The world’s largest solar complex in Ouarzazate
Four solar power plants that soon will produce electricity for 1.3 million people are being built on a desert area of 3,000 hectares. This video is only avaiable in German.
It is still early morning, but the sun already sits high in the sky. The wind blows over the red surface that stretches to the Atlas Mountains in the distance. Here in the arid and hot stony desert, not far from the southern Moroccan city of Ouarzazate, the largest solar energy complex in the world is being built on an area of 3,000 hectares. It is called Light – Noor in Arabic – and comprises four large-scale projects.
The first, NOORo I (the small “o” stands for Ouarzazate) with a capacity of 160 megawatts has been in operation since spring 2016. It already produces 400 GWh of power a year, which corresponds to the average consumption of around 400,000 people in Morocco. To this end, more than half a million parabolic mirrors track the sun, swivelling every few minutes to adjust their angle to the sun as the earth rotates.
The total surface of the mirrors amounts to 1.4 million square metres, or just under 200 football pitches. They were provided by Nuremberg company Flabeg, and accurately train the light energy on an “absorber tube” two metres away, which circulates synthetic oil that is heated to 400 degrees Celsius. At the edge of the mirror farm, a turbine generates electricity via water vapour from the hot oil. The turbine was made by Siemens and Lahmeyer engineers acted as technical consultants for the project.

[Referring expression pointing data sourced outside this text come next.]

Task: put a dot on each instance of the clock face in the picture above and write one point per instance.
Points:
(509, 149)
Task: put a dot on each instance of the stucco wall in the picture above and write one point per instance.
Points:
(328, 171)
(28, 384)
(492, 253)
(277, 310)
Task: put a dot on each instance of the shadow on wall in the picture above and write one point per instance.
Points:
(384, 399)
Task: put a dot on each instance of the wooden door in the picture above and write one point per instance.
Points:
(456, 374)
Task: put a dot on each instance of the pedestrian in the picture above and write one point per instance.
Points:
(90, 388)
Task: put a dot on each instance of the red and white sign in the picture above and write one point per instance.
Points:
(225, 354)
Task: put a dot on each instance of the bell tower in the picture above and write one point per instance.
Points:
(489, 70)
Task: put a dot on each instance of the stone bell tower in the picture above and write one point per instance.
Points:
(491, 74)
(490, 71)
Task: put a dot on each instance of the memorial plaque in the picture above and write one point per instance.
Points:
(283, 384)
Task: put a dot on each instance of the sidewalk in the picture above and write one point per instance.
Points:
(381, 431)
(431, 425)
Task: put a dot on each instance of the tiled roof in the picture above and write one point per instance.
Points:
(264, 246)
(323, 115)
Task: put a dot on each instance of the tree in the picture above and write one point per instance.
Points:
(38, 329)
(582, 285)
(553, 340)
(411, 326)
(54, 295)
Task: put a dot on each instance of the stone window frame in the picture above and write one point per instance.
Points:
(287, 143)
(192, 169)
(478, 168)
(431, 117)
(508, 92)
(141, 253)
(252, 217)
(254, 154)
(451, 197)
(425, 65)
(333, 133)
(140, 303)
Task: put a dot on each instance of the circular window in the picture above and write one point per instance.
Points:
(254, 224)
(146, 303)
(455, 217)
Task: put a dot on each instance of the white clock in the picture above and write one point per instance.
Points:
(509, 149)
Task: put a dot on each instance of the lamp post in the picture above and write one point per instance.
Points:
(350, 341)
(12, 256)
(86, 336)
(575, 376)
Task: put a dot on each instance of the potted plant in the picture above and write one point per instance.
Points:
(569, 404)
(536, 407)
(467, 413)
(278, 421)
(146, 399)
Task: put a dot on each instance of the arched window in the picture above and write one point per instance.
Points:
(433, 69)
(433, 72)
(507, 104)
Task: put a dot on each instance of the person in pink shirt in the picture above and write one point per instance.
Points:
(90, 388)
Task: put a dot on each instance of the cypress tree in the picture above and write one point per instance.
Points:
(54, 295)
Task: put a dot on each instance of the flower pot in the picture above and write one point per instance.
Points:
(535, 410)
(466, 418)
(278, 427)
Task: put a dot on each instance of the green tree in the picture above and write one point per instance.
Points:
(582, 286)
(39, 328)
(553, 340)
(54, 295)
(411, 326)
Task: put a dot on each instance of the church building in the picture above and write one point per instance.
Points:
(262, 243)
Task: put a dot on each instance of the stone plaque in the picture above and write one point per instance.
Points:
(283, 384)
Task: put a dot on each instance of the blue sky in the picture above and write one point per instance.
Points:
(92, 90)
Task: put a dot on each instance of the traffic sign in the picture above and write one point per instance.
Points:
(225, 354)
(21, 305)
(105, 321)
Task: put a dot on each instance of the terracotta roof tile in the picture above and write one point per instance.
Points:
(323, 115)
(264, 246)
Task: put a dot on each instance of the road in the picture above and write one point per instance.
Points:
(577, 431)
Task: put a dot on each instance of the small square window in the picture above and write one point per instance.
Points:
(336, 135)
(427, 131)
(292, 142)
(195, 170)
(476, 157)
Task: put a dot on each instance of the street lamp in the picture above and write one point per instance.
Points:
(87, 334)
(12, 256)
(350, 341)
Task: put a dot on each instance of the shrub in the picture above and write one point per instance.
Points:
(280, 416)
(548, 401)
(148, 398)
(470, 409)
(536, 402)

German companies that were successful in the international competition are helping to realise the country’s objectives. By 2030, the share in electricity production capacities based on renewable energies is due to almost double from the current 29% to 52%. There is barely any other emerging economy that has adopted such a similarly bold position.
This is anything but self-evident because when Morocco decided to push forward with its green energy transition a few years ago, there were other options on the table – continuing to focus on fossil fuels, for example, to satisfy the country’s growing energy requirements, in view of the massive slump in the price of crude oil.
“The fact that Morocco plumped for a green and sustainable future shows forward, long-term planning”, said Markus Faschina, Head of the KfW regional office in Morocco. “In this context, Morocco is banking on forward-facing technologies because no other country has yet built such a large solar complex with different technologies in one location.”